Elisabetta Trevellin1,*, Marco Scarpa2,*, Amedeo Carraro3, Francesca Lunardi4, Andromachi Kotsafti2, Andrea Porzionato5, Luca Saadeh2, Matteo Cagol2, Rita Alfieri2, Umberto Tedeschi3, Fiorella Calabrese4, Carlo Castoro2 and Roberto Vettor1

1 Department of Medicine, Internal Medicine 3, Endocrine-Metabolic Laboratory, University of Padova, Padova, Italy

2 Surgical Oncology Unit, Veneto Oncological Institute (IOV-IRCCS), Padova, Italy

3 Department of General Surgery and Odontoiatrics, University Hospital of Verona, Verona, Italy

4 Department of Cardiothoracic and Vascular Sciences, University of Padova, Padova, Italy

5 Department of Molecular Medicine, Normal Anatomy Unit, University of Padova, Padova, Italy

* These authors contributed equally to this work

Correspondence to:

Elisabetta Trevellin, email:

Keywords: Esophageal adenocarcinoma, adipose tissue, peritumoral microenvironment, metastasis obesity

Received: January 05, 2015 Accepted: February 19, 2015 Published: March 14, 2015

Abstract

Obesity is associated with cancer risk in esophageal adenocarcinoma (EAC).
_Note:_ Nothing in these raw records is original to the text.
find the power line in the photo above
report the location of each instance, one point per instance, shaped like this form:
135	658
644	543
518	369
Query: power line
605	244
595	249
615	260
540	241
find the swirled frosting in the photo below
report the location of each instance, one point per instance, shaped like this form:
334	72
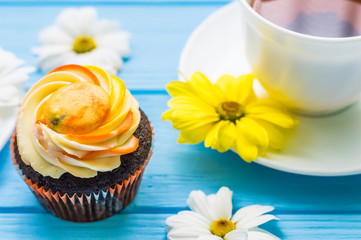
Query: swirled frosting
53	153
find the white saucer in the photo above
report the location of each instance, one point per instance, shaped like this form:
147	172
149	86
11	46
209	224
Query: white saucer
327	146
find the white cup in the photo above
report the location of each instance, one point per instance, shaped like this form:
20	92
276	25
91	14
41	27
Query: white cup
311	75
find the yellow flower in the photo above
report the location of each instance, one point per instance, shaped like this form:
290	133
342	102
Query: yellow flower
227	115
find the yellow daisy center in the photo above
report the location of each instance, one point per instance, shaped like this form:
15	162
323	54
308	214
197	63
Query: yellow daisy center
83	44
230	111
221	227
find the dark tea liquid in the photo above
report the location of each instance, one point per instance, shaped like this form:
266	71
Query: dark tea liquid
322	18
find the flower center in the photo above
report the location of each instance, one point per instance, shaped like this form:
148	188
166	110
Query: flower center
83	44
221	227
230	111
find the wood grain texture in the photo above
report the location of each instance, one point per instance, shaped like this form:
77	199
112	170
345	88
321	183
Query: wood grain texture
152	226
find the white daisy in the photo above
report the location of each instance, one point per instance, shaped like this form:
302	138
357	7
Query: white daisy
12	77
79	37
211	219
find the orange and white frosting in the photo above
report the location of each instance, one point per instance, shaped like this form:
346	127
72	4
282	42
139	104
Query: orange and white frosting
84	155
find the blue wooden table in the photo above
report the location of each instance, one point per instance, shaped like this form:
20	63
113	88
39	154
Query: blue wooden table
309	207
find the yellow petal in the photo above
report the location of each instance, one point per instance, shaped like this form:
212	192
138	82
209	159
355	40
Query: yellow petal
167	115
205	90
211	139
222	136
236	89
184	102
227	135
194	136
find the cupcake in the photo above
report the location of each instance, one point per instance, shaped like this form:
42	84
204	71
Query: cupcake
81	143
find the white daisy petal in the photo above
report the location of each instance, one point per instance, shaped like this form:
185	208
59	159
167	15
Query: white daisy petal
260	234
209	237
54	35
207	218
221	203
246	214
238	234
78	37
189	218
12	77
259	221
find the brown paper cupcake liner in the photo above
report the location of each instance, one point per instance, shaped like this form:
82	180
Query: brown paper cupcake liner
86	207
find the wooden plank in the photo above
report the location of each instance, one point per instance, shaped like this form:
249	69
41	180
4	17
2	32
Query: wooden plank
108	2
152	226
158	36
175	170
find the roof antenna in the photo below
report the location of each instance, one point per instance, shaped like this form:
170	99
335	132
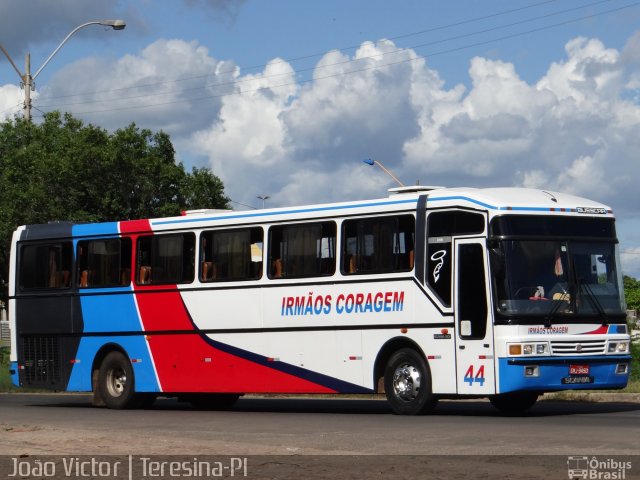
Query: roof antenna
370	161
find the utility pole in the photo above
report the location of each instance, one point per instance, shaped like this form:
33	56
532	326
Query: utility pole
27	80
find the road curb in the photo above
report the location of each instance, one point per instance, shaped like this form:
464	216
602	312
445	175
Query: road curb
593	397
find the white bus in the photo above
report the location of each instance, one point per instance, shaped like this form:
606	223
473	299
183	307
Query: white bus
430	293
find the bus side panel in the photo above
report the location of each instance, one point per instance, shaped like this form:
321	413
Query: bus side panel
189	361
112	315
45	350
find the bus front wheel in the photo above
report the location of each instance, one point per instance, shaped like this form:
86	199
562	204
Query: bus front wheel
407	383
116	382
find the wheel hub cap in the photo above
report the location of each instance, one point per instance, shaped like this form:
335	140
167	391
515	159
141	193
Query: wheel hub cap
406	382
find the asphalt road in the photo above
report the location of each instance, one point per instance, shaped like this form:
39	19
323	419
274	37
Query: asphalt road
63	424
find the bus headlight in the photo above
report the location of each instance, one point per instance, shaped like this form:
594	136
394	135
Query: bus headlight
526	349
618	347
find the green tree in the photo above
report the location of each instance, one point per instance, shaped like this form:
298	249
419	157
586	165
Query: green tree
62	169
632	292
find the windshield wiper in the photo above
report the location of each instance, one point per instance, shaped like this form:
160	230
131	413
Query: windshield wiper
548	319
594	301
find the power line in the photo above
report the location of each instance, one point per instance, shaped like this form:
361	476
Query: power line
326	66
294	59
351	72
Adipose tissue directly stimulates tumor progression independently from body mass index (BMI), but the mechanisms are not fully understood. We studied the morphological, histological and molecular characteristics of peritumoral and distal adipose tissue of 60 patients with EAC, to investigate whether depot-specific differences affect tumor behavior. We observed that increased adipocyte size (a hallmark of obesity) was directly associated with leptin expression, angiogenesis (CD31) and lymphangiogenesis (podoplanin); however, these parameters were associated with nodal metastasis only in peritumoral but not distal adipose tissue of patients. We treated OE33 cells with conditioned media (CM) collected from cultured biopsies of adipose tissue and we observed increased mRNA levels of leptin and adiponectin receptors, as well as two key regulator genes of epithelial-to-mesenchymal transition (EMT): alpha-smooth muscle actin (α-SMA) and E-cadherin. This effect was greater in cells treated with CM from peritumoral adipose tissue of patients with nodal metastasis and was partially blunted by a leptin antagonist. Therefore, peritumoral adipose tissue may exert a direct effect on the progression of EAC by secreting depot-specific paracrine factors, and leptin is a key player in this crosstalk.